- Le combat pour une « Europe démocratique » ne relève-t-il pas du simple mot d’ordre dans les faits vide de sens, dés lors que nul ne dit la forme que cette Europe peut et doit prendre. Et pour cause. En réalité, une « Europe démocratique », cela signifie un cadre dans lequel s’impose le pouvoir de la majorité des Européens. Et là commence le casse-tête. Quelle solution en effet pour y parvenir ?
-Première solution pour tenter d’asseoir le pouvoir démocratique des européens : la dissolution des nations et le regroupement des différents peuples, réunifiés pour l’occasion sous le label de peuple européen, dans un espace plus vaste. Nul n’indique comment parvenir à un tel objectif. Pas plus le Parti de Gauche, car tout le monde comprend bien le caractère fictionnel d’un tel scénario. Il faudrait pour cela balayer quelques centaines d’années d’histoires diverses, jeter par-dessus bord les spécificités qui ont permis aux différents peuples de se constituer comme tel, balayer pour ce qui nous concerne les grands moments qui vont de 1789 à 1848, de la commune de Paris à 1936… Soit dit en passant, c’est bien au nom d’une telle conception de l’Europe soit disant démocratique qui devrait passer sur le corps de la république que les gouvernements successifs tentent d’imposer, traités après traités, la constitution européenne que le peuple français a rejetée….

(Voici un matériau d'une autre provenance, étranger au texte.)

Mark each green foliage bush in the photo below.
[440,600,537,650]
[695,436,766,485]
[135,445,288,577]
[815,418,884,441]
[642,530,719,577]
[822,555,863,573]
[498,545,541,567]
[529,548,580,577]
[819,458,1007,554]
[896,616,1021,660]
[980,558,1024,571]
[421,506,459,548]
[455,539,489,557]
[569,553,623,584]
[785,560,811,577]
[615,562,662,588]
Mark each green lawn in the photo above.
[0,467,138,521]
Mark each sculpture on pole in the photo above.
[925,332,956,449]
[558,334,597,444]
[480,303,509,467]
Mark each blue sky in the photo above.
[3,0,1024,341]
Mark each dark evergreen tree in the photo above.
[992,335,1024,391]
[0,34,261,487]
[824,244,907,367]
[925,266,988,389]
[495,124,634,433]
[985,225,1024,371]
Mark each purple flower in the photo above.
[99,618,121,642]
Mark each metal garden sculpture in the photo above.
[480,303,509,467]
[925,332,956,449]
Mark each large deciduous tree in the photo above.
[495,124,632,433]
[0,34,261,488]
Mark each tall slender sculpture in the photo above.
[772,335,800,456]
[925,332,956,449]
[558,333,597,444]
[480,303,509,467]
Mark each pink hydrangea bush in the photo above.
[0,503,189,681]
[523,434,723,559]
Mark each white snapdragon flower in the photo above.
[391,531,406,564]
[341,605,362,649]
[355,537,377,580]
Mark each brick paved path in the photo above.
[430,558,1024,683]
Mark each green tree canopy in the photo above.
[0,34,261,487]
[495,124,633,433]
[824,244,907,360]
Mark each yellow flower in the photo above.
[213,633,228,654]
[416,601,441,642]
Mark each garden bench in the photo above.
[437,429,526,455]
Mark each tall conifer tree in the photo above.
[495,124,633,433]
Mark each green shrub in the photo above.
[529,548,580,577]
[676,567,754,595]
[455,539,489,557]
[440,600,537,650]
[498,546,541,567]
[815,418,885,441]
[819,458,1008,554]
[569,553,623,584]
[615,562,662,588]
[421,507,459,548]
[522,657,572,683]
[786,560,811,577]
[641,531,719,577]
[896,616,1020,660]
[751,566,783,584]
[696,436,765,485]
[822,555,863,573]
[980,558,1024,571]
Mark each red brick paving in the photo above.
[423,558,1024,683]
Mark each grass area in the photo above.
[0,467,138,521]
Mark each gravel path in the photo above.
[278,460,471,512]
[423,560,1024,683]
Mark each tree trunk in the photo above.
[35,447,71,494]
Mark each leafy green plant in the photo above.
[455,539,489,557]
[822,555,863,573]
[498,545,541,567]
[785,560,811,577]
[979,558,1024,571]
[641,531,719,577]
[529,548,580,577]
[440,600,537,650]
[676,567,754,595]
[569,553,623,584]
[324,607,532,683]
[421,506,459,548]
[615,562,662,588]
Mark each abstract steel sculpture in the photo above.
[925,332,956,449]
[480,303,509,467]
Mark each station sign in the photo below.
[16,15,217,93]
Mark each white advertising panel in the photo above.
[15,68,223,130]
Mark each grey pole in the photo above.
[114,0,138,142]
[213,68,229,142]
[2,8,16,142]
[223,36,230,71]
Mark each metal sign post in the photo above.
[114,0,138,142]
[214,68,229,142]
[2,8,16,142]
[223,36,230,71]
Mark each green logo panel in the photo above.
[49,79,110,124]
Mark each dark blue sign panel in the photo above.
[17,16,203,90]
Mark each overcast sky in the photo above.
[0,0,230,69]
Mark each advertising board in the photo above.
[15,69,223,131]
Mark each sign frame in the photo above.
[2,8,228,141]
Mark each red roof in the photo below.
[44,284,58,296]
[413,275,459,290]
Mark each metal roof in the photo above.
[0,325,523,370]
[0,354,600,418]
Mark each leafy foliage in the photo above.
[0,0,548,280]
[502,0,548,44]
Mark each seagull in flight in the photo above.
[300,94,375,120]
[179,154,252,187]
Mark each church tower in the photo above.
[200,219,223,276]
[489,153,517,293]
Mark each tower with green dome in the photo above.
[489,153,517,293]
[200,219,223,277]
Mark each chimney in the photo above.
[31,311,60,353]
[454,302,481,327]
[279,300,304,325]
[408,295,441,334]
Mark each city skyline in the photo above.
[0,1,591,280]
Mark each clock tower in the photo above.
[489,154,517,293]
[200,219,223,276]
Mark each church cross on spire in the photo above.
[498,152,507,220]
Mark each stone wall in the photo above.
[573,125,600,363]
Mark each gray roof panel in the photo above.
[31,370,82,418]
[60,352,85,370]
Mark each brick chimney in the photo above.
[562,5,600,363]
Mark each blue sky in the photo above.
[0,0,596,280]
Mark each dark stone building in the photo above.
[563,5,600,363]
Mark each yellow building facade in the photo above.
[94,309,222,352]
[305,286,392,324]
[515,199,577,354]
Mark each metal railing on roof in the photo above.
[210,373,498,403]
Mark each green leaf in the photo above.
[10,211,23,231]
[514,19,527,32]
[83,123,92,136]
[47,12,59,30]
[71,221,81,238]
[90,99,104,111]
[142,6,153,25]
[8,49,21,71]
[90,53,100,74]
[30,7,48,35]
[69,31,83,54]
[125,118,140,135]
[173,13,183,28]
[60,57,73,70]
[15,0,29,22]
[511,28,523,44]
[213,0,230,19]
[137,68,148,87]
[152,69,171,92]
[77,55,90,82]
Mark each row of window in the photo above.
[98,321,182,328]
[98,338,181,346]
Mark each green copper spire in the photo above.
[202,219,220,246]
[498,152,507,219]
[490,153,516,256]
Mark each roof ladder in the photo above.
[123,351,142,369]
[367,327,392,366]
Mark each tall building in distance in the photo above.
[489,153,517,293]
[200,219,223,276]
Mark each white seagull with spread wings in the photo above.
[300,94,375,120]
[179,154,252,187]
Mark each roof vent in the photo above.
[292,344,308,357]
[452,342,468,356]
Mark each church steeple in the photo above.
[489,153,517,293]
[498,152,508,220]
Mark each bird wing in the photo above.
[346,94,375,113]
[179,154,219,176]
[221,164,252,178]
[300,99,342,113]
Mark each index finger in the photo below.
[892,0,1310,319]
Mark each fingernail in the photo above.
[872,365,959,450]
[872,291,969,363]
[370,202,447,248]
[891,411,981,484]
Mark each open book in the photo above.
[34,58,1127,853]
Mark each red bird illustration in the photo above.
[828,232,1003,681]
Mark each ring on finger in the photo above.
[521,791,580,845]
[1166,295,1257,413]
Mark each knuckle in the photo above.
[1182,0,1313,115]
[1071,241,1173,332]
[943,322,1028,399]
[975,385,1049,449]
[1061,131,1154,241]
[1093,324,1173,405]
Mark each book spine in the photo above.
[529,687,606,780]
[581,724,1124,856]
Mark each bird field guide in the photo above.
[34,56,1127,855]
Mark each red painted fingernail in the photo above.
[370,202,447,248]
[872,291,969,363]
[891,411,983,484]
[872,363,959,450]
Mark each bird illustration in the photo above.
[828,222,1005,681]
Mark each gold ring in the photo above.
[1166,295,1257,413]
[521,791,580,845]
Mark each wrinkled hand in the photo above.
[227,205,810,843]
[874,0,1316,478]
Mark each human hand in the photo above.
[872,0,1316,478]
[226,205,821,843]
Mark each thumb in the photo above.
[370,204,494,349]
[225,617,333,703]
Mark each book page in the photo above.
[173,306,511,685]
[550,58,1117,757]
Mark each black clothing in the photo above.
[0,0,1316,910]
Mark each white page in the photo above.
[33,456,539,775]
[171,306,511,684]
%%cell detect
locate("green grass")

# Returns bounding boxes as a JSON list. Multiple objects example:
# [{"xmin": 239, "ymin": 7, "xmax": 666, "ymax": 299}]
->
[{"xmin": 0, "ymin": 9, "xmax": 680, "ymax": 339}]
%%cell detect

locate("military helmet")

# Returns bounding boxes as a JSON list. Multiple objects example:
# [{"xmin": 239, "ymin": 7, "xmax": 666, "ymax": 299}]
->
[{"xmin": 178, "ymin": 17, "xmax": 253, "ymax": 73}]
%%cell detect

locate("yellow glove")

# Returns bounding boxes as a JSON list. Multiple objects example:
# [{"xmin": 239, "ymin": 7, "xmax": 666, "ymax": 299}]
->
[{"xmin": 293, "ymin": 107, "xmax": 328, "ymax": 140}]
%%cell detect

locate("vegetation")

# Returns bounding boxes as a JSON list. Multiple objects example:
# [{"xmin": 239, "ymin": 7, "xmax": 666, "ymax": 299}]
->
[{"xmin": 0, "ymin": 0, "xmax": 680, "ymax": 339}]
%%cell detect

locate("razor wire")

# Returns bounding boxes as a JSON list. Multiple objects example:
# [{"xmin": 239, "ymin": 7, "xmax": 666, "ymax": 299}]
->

-Deuxième solution pour asseoir le pouvoir démocratique des européens, l’expression de la volonté majoritaire par le biais des gouvernements élus dans chaque pays. Mais la conséquence est alors immédiate : les volontés du peuple français exprimée le 29 mai 2005, du peuple Hollandais, ou dernièrement du peuple Irlandais ne pourront être reconnues. A supposer que les gouvernements des pays concernés respectent le mandat donné par le peuple, comme ils sont minoritaires dans l’assemblée des chefs d’état de l’union européenne, c’est donc une politique radicalement opposée à celle qui correspond à la volonté populaire qui serait légitimement appliquée. Une telle solution entraînerait de facto la mise en œuvre de la constitution rejetée. Là encore la souveraineté des peuples serait bafouée !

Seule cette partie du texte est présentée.